Versus AutoHotkey specifically

AutoHotkey gives you a real scripting language — hotkeys, string manipulation, GUI creation, COM access — and it's remarkably capable for a software tool. Rebind is not trying to replace AutoHotkey for desktop automation tasks like launching applications, manipulating windows, or filling web forms. Software is the right tool for those problems.

Where Rebind goes further is input-level automation: anything that requires hardware-accurate timing, standard USB HID output from real hardware, or independence from the host OS. AutoHotkey runs on Windows and depends on Windows. Rebind's scripting engine is peripheral-agnostic, cross-platform (Windows, macOS, Linux), and hardware-isolated.

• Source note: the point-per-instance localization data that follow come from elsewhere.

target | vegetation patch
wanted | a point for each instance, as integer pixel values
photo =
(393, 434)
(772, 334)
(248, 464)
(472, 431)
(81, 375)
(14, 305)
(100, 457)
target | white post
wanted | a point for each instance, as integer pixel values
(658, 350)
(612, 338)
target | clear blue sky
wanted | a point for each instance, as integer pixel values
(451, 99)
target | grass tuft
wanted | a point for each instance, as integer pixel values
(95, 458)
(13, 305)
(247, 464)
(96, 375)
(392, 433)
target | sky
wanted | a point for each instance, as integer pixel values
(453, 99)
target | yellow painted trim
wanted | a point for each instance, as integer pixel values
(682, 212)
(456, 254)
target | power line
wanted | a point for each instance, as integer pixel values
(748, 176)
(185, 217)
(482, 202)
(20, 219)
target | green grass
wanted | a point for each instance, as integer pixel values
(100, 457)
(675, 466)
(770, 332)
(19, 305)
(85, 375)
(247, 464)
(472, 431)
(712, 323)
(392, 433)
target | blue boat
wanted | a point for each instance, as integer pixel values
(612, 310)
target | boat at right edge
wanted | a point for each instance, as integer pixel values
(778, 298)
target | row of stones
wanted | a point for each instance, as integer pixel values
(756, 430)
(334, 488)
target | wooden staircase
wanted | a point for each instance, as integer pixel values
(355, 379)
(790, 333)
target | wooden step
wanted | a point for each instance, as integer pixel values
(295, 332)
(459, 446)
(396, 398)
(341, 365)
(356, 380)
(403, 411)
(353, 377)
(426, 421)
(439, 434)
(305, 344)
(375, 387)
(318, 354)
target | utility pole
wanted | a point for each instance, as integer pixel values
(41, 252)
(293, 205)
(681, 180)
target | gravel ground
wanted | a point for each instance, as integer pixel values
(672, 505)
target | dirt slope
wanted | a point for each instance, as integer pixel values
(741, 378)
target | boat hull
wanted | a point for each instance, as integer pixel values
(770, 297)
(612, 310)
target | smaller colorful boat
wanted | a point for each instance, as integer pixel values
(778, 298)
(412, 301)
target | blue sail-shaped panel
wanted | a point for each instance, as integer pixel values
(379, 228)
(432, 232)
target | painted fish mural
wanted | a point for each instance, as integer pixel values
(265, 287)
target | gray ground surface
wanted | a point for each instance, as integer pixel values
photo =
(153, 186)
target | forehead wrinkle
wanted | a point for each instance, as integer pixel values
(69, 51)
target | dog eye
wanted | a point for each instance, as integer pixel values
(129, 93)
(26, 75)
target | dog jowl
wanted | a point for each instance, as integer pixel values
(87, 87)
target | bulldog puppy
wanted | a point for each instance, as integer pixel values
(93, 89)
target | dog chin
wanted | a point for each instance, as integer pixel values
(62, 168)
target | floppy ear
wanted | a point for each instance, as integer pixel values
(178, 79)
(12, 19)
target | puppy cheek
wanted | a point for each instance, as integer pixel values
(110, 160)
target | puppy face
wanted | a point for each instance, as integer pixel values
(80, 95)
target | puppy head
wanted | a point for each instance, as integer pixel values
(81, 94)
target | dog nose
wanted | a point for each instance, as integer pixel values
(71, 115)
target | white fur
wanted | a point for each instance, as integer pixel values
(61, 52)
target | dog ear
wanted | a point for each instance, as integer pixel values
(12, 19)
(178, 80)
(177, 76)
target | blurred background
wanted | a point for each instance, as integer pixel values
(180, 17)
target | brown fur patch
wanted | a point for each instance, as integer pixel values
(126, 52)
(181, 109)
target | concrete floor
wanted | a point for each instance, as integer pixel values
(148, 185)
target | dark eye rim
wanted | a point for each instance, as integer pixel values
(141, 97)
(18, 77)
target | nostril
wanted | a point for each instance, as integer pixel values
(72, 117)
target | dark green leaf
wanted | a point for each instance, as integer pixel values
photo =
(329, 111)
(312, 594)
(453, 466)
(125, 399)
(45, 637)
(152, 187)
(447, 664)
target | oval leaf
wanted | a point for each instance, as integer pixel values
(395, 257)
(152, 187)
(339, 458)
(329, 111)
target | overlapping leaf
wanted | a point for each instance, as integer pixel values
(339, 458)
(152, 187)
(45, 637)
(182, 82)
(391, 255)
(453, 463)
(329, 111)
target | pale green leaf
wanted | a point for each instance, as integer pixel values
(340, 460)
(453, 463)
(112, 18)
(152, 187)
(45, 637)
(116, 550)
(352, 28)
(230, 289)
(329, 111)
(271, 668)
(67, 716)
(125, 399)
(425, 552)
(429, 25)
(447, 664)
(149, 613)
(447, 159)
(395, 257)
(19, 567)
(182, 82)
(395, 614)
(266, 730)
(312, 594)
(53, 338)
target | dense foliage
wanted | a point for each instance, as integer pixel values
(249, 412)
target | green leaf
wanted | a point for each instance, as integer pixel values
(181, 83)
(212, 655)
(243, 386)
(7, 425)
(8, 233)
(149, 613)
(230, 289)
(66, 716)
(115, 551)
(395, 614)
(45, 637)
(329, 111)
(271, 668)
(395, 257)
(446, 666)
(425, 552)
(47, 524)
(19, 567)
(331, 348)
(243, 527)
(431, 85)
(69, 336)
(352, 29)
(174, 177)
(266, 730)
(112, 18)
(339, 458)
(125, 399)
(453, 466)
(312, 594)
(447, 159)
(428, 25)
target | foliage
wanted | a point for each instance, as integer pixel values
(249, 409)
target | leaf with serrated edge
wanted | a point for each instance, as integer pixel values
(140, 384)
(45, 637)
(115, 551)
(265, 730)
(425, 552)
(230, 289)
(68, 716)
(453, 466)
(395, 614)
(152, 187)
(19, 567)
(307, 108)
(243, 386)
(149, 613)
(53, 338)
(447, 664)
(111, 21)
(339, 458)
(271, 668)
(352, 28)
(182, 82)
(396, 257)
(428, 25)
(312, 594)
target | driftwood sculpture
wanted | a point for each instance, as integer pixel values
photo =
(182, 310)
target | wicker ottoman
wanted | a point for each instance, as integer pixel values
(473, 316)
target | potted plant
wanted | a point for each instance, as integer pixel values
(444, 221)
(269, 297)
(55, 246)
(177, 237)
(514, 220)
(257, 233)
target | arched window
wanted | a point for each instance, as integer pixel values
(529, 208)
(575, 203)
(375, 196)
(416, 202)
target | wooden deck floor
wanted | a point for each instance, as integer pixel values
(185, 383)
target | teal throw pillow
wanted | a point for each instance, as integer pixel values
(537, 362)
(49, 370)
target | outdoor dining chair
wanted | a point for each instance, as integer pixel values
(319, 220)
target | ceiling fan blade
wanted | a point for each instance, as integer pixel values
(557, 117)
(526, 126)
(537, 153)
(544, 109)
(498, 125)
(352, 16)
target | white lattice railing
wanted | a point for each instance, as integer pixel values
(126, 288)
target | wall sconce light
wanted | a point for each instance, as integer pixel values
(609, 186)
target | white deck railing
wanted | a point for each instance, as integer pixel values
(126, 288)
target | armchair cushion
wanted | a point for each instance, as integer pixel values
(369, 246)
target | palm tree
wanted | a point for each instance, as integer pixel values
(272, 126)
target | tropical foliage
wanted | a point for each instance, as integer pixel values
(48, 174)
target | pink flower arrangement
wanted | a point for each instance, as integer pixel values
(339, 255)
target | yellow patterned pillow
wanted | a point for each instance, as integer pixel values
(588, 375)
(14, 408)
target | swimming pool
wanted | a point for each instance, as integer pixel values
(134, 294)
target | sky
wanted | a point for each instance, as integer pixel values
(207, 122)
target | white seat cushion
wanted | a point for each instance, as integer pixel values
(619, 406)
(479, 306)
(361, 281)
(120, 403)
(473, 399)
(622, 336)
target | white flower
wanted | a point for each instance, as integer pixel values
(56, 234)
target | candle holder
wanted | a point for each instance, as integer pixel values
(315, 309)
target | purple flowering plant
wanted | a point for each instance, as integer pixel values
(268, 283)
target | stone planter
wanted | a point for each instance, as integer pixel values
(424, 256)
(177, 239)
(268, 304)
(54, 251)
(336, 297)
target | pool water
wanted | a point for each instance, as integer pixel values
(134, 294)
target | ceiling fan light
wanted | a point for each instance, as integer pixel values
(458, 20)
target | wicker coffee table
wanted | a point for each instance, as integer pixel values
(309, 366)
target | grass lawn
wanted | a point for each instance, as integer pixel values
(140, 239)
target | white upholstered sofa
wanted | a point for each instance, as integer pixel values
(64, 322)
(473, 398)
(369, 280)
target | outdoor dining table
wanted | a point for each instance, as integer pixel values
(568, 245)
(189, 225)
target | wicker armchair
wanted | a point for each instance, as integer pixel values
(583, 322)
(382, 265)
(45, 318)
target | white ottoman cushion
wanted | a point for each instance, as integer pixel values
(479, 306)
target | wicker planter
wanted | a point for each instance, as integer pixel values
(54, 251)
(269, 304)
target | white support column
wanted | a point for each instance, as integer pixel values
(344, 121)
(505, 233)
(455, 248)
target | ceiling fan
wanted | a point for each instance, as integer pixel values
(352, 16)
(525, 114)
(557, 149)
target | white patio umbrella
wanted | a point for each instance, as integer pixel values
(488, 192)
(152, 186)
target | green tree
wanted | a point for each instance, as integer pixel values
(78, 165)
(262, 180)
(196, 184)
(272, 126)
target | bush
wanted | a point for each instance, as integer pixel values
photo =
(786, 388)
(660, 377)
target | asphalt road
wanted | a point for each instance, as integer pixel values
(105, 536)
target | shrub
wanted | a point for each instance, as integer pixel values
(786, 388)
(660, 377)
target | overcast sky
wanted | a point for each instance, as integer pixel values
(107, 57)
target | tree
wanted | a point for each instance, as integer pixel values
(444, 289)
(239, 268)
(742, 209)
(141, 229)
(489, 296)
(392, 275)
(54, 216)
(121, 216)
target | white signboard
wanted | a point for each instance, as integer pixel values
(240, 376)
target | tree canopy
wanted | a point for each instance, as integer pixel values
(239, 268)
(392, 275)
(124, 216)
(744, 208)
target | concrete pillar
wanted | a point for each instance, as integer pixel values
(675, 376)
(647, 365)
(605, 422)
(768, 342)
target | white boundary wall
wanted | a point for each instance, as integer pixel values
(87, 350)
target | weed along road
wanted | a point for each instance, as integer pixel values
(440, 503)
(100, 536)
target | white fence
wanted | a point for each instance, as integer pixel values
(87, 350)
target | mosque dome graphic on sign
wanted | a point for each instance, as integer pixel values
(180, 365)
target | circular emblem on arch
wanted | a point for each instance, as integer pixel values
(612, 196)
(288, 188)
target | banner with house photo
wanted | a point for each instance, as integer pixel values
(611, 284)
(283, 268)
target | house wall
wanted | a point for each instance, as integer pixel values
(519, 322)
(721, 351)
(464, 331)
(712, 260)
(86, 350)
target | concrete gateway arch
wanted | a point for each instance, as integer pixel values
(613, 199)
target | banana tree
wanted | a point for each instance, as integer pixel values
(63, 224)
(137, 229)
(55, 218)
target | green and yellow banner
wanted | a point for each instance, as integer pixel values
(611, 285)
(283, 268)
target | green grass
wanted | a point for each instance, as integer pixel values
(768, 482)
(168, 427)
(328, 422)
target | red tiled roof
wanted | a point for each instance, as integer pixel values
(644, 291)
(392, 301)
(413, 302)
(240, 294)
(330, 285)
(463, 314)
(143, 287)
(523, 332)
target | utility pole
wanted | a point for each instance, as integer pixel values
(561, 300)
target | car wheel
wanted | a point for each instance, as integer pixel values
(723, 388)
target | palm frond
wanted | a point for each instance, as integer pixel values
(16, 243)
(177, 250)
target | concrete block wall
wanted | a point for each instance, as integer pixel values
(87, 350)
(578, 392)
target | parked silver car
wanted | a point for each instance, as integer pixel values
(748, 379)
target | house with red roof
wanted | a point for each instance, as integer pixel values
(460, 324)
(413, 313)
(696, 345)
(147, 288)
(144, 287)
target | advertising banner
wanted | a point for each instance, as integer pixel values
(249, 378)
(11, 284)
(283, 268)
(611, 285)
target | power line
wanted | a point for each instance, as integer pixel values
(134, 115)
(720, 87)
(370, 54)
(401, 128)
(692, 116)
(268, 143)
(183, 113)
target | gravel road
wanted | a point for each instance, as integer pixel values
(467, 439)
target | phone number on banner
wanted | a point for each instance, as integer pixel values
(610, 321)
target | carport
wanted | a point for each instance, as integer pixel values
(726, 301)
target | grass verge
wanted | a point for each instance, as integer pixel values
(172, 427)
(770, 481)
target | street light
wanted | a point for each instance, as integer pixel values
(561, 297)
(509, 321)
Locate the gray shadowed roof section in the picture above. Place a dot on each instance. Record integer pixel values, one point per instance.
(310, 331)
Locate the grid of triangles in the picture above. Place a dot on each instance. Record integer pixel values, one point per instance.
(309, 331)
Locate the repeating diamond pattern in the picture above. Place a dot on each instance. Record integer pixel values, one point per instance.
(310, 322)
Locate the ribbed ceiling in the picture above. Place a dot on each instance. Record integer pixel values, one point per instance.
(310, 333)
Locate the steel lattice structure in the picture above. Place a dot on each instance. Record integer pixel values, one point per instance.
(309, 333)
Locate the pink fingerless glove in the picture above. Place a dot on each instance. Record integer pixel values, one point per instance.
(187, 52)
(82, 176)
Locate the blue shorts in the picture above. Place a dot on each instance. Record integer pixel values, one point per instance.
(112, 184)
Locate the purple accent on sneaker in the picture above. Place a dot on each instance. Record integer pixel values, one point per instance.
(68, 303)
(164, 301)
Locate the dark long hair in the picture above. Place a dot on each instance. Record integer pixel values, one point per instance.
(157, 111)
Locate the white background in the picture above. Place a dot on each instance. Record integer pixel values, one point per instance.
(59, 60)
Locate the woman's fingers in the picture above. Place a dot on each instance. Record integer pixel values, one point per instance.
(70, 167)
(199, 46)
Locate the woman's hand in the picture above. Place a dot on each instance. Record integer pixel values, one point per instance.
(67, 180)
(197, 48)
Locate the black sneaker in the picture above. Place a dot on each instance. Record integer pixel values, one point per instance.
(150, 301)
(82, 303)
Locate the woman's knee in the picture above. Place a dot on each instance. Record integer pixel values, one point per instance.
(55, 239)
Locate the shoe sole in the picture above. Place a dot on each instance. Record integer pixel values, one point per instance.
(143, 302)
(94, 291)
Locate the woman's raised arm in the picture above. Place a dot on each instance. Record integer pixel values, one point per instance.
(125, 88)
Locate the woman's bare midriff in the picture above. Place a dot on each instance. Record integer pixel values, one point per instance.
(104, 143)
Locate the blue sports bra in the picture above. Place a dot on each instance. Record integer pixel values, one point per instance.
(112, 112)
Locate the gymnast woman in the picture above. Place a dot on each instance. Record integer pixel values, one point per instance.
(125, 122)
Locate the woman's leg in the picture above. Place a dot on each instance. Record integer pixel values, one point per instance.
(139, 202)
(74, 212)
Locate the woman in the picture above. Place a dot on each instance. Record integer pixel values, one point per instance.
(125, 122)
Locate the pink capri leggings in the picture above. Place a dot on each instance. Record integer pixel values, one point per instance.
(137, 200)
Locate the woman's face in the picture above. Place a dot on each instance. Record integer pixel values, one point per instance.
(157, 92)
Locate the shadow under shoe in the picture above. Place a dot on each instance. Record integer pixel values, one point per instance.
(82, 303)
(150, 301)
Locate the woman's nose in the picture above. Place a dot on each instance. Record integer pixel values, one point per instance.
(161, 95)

Rebind also uses Luau rather than AutoHotkey's custom syntax, which gives you real type safety, coroutines, a familiar standard library, and a language that transfers to other contexts.

Versus G Hub, Synapse, iCUE, and SteelSeries GG

Peripheral software macros have an additional constraint: they only work with the vendor's hardware. Your Logitech macros live in G Hub and only execute when a Logitech device is in use. If you switch to a Razer mouse, you start over in Synapse. If you ever use a mix of brands — a Logitech keyboard and a Razer mouse, for example — you're managing two separate macro ecosystems simultaneously.

Rebind works with any USB input device. Plug in whatever mouse and keyboard you already own, attach them through the Rebind UI, and they immediately gain the full capabilities of the scripting SDK. When your hardware changes, your scripts don't. The automation belongs to you, not to a hardware vendor.

What they have in common

All of these tools, including Rebind, are trying to give you more control over your input devices. If your needs are modest — a few hotkeys, some text expansion, a key remap — any of these tools will work. The choice matters when:

  • You need sub-millisecond timing precision
  • You need standard USB HID output from real hardware
  • You're using a mix of hardware brands or expect to change hardware in the future
  • You want a full programming language with real control flow and async capabilities, not a sequence recorder

That's the space Rebind is designed for.